By AP Aug 18, 2001
VAIL, Colo. (AP) — The “goats at work” signs along the bike paths of the nation’s busiest ski resort are no joke.
Goats have been hard at work in Vail, munching on noxious weeds and providing an environmentally friendly alternative to herbicides that have proven ineffective in wiping out the weeds.
“In terms of environmental stewardship, this is a far better approach than using pesticides,” Town Manager Bob McLaurin said.
Lani Lamming owns the herd of more than 600 goats, and she is also seeding the area with natural plants that will compete with the alien weeds. She says the natural weed-eaters work much better than chemicals.
“Humans depend on eyesight. By the time they see weeds, it is two years too late. The goats can sense them,” said Lamming, who has a master’s degree in weed science from Colorado State University. “And they’re better at vegetation management because there is no politics.”
Some residents and guests say they prefer animals over pesticides.
“They’re cool,” said Ann-Brit Hawkansson, 10, of Truckee, Calif., as she tried to persuade the shy goats to nibble on a carrot across the electric fence Lamming set up to keep them from wandering.

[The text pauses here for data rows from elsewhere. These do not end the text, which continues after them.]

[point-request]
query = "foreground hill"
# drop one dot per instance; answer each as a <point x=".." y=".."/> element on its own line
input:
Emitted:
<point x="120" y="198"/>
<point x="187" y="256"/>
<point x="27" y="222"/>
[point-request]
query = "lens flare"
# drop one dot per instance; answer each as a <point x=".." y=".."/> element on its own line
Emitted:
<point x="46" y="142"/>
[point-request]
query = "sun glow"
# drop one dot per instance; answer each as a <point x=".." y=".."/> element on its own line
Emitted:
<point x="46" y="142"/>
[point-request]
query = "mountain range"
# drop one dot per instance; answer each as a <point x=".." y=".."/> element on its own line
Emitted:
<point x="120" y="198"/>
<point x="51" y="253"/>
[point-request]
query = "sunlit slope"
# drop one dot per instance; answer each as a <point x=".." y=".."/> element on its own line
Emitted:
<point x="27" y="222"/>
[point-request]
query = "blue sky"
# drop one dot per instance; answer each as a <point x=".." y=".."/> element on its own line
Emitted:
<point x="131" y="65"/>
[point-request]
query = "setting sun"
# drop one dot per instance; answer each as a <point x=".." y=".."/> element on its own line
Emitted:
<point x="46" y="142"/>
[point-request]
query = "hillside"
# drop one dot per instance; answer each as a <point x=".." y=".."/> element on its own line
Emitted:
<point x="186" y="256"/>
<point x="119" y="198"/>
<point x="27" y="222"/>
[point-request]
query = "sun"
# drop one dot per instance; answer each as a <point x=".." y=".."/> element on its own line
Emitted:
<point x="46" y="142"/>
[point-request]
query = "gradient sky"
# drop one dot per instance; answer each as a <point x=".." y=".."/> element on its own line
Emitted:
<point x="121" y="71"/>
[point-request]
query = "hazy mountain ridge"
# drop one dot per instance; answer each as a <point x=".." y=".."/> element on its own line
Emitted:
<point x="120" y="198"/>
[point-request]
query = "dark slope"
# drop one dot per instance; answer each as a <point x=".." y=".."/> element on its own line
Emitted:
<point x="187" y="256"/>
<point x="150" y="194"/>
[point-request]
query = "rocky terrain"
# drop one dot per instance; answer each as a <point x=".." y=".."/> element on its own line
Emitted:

It only carries a small charge, but enough to keep the goats in check.
Lamming’s Alpine, Wyo.-based company, Ewe4ic Ecological Services, has been in business for four years.
In addition to Colorado, she has also done work in Montana, Wyoming, Nebraska, Oklahoma, and Utah, charging $1 per goat for each day, plus the cost of shipping.
With the Agriculture Department estimating that weeds cost the economy $30 billion, there is plenty of demand for companies like Lemmings.
A company based near Sacramento, Calif., Goatweedeaters.com, has been in business for three years, renting South African Boer crossbreeds to get rid of weeds and reduce fire risk.